Class Hexapoda (Insecta)
Reproduction and Development
• The third type of development is called
holometabolous metamorphosis. Immatures
are called larvae (caterpillars of moths and
beetles). Larvae have a species specific
number of molts and the final molt results in
formation of a pupae. A protective case called
a cocoon, a chrysalis, or a puparium may
enclose and protect the pupae. During the
term of pupation, all of the adult characteristics
of the particular species develop. The adult
insect emerges from the protective case in a
process called eclosion.
Class Hexapoda (Insecta)
Reproduction and Development
• Most insects have direct fertilization. Males
often have abdominal, copulatory appendages,
and females may lay eggs using an ovipositor.

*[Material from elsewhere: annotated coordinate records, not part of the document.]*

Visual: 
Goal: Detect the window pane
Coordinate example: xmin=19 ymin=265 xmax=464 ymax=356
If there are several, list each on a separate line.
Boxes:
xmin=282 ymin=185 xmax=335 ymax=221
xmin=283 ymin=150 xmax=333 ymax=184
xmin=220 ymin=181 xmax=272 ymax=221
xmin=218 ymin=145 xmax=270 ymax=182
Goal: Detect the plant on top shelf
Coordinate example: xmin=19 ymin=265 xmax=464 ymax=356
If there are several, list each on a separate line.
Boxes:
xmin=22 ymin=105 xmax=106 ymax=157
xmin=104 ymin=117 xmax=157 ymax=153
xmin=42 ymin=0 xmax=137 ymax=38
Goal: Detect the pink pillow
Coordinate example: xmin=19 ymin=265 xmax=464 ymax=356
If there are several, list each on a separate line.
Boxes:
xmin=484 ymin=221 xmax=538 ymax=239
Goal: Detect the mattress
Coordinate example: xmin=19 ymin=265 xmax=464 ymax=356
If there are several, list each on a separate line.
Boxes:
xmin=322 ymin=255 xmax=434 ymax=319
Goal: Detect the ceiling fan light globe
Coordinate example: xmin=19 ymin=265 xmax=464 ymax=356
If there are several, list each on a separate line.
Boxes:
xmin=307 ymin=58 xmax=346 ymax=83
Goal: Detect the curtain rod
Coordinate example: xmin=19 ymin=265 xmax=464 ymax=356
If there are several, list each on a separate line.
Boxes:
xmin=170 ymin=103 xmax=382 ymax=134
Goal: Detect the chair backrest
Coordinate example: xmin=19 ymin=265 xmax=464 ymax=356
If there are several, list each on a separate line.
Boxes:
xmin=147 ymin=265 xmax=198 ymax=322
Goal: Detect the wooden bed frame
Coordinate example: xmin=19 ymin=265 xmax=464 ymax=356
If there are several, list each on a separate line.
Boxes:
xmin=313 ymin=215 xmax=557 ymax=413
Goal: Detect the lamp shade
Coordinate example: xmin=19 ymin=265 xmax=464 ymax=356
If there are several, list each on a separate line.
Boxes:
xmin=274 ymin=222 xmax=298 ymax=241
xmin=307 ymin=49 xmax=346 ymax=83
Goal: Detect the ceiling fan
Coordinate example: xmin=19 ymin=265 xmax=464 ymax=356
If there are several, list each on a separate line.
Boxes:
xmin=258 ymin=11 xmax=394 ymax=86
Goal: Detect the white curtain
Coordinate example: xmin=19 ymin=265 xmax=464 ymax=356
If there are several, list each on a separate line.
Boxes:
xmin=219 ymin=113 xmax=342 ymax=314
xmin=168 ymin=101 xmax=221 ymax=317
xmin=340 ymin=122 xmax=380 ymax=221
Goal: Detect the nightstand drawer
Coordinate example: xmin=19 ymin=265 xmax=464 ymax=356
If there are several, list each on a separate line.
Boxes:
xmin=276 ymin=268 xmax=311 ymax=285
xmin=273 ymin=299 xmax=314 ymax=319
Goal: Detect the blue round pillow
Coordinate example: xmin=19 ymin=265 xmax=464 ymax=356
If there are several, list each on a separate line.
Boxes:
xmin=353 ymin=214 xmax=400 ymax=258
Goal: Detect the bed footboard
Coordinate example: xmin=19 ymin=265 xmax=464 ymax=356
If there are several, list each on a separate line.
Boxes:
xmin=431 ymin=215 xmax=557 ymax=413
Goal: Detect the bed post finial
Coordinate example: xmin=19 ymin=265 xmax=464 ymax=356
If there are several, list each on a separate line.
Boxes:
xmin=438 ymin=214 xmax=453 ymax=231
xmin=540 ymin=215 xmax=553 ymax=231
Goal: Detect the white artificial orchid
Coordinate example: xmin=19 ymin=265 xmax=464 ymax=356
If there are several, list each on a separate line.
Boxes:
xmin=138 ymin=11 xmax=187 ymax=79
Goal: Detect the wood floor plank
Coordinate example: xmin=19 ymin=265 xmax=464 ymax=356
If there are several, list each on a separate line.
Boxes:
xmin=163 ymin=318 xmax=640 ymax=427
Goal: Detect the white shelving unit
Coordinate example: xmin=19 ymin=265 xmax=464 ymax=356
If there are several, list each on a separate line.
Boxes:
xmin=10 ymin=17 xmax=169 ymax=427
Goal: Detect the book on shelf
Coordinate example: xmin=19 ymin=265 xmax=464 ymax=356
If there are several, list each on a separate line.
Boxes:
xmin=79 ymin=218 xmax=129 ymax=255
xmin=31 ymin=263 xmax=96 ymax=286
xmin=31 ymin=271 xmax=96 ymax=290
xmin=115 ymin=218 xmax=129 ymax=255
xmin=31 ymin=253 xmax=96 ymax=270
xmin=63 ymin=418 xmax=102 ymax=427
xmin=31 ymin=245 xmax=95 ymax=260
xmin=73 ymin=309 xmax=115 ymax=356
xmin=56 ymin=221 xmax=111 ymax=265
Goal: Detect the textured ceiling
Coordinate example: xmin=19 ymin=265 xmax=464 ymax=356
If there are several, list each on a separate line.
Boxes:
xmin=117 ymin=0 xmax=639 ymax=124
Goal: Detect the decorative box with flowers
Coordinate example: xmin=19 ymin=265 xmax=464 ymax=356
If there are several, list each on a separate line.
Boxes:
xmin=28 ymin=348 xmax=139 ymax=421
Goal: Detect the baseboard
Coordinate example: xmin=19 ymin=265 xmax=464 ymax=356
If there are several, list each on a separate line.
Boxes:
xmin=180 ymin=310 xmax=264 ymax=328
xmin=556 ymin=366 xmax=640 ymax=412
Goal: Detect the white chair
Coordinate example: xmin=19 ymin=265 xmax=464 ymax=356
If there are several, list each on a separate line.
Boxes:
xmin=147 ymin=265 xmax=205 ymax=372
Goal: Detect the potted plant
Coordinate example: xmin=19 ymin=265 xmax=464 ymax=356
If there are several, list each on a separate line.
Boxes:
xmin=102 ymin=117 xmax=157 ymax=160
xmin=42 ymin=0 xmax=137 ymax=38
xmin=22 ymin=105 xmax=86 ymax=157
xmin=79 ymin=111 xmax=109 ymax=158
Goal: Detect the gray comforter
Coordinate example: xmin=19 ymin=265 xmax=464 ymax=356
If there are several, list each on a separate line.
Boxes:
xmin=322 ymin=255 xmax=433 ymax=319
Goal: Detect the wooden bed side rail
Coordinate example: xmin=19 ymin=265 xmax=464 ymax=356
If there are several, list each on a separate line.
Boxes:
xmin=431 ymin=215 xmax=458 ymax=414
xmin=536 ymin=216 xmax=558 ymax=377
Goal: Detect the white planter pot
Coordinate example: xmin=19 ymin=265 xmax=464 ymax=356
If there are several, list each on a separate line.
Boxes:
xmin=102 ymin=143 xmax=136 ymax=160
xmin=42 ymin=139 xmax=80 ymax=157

Use of pheromones and/or sounds to attract
mates is common, and mating display
behaviors are often well developed and
complex. Timing of reproduction may depend
upon nutrition (female mosquitoes must take
blood meals), day-length, temperature, and
density factors.
Class Hexapoda (Insecta)
Innate Behavior and Social Insects
• Insects have many innate (non-learned) complex
behaviors. The social insects (order Hymenoptera;
the bees, ants and wasps and order Isoptera; the
termites) show the most complex behaviors.
• Several different castes compose the colony.
• Reproductive females are the queens; sterile females
are workers; males (who develop from unfertilized
eggs) are drones (exception: males which are infertile
in the termite colony are also workers). Pheromones
released by the queen control the castes.